Whole Life Insurance
Whole life provides a permanent death benefit. You can think of it more as building a legacy. There is no end to the coverage so long as the premium is satisfied. The risk in this case is not if the insured will pass (they most certainly will) but when they will pass. As said previously, companies almost always have time to make this worthwhile for them.
Besides for the permanent protection it offers, whole life provides a cash value, disability protection and a long term care benefit as well. The cash value, also known as the living benefit, is a portion of the death benefit that can be accessed during the insured’s lifetime. It is simply a pool of money that can be used for whatever purpose you desire. This money grows tax free and can be accessed from the policy without creating a taxable event, giving it a unique position on the distribution end of a balanced retirement account.
Also worthy to note is that the cash value growth is consistent. There is no fluctuation. Cash can be accessed at any time with no penalty. The cash accumulation does not start immediately and it takes years until it equals premiums paid in rendering it a forced savings.
So why not a whole life?
Many objections to Whole Life stem from the cost. Understandably due to the nature of the risk, the cost is much higher. Whole life premiums can be more than ten times those of term insurance for an equal amount of coverage.
While the outlay is definitely higher, the premiums do not need to be paid out of pocket forever. Policies come with a non-guaranteed dividend. Initially this dividend is used to purchase additional life insurance, thereby increasing the cash value as well. After time there comes a point that the policy builds enough strength, through the dividend, for the premiums to be satisfied internally. Another possibility is that at some point all the money paid in can be taken out with interest and the death benefit would remain. Policies may also be designed to be paid up over a shorter period.

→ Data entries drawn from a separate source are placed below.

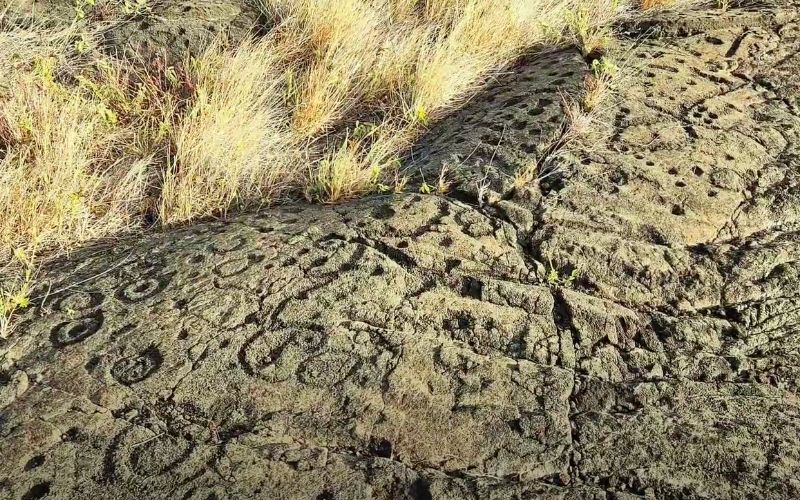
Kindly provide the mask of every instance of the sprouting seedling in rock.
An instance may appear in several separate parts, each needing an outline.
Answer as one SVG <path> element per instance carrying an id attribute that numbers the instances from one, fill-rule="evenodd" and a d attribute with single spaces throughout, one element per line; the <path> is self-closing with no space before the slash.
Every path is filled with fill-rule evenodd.
<path id="1" fill-rule="evenodd" d="M 552 259 L 548 259 L 550 270 L 547 272 L 547 284 L 550 286 L 572 287 L 580 275 L 578 268 L 573 268 L 568 274 L 561 274 L 553 266 Z"/>
<path id="2" fill-rule="evenodd" d="M 141 16 L 152 11 L 148 0 L 125 0 L 122 12 L 129 16 Z"/>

Buy term and invest the difference
Another common objection, one that is promoted by personal finance expert Dave Ramsey, is to buy term insurance which is cheaper and take the difference in premium and invest it in other investments such as mutual funds. This avoids the commitment to whole life (which takes time for the cash value to break even) and has a higher potential for upside (Ramsey claim of what he gets on his mutual funds seems higher than what most people experience).
Any licensed and trained insurance professional has serious questions on Ramsey’s representation of the product, but the point is still valid and needs to be addressed. The basic difference is that whole life is permanent insurance. While the most prevalent need for life insurance is income protection during someone’s working years, the value of permanent protection cannot be underscored. Another big difference is fluctuations. Any market based products will fluctuate. Even though it may be likely that at some point in time a mutual fund or the index will yield a higher return, timing may be crucial. Those relying on the market to retire in 2008 were faced with a choice of taking a significant reduction in retirement income or delaying retirement by up to three years. The same plans supplemented with a life insurance policy were able to borrow retirement income from their plan with no reduction in income.
Another point to consider is behavior. Life insurance provides consistent guaranteed growth with no fluctuations. Investors who will react emotionally to the sometimes roller-coaster like behavior of the markets, may make decisions that would not allow them to take full advantage of a down market.
Long term care
Any discussion on the benefits of a whole life insurance policy would be incomplete without mentioning the long term care benefit it provides. While exact definitions and reimbursement structure may vary by the company, every whole life insurance policy has a provision that allows for up to 90% of the death benefit to be used to pay for care if needed. There is no product out there that can give a return on investment if that benefit would need to be exercised.
The hybrid option
This is a great option that unfortunately does not receive the attention it deserves. Term and Whole Life are not mutually exclusive. The two can be combined together to reach a desired amount of death benefit and there are even hybrid products that give much of the benefit of a whole life policy at a much lower cost.
Many term policies include a conversion option. This simply guarantees insurability for the period that the option is offered. If a person takes out a term policy and is awarded a top health rating, they will be able to convert up to their full death benefit to whole life at the rating they got when the policy was issued even if there was a significant decline in their health or they are currently uninsurable. Many people use the conversion option to incrementally change their coverage to whole life. If using such a strategy it’s important to purchase from a company that has a competitive whole life product.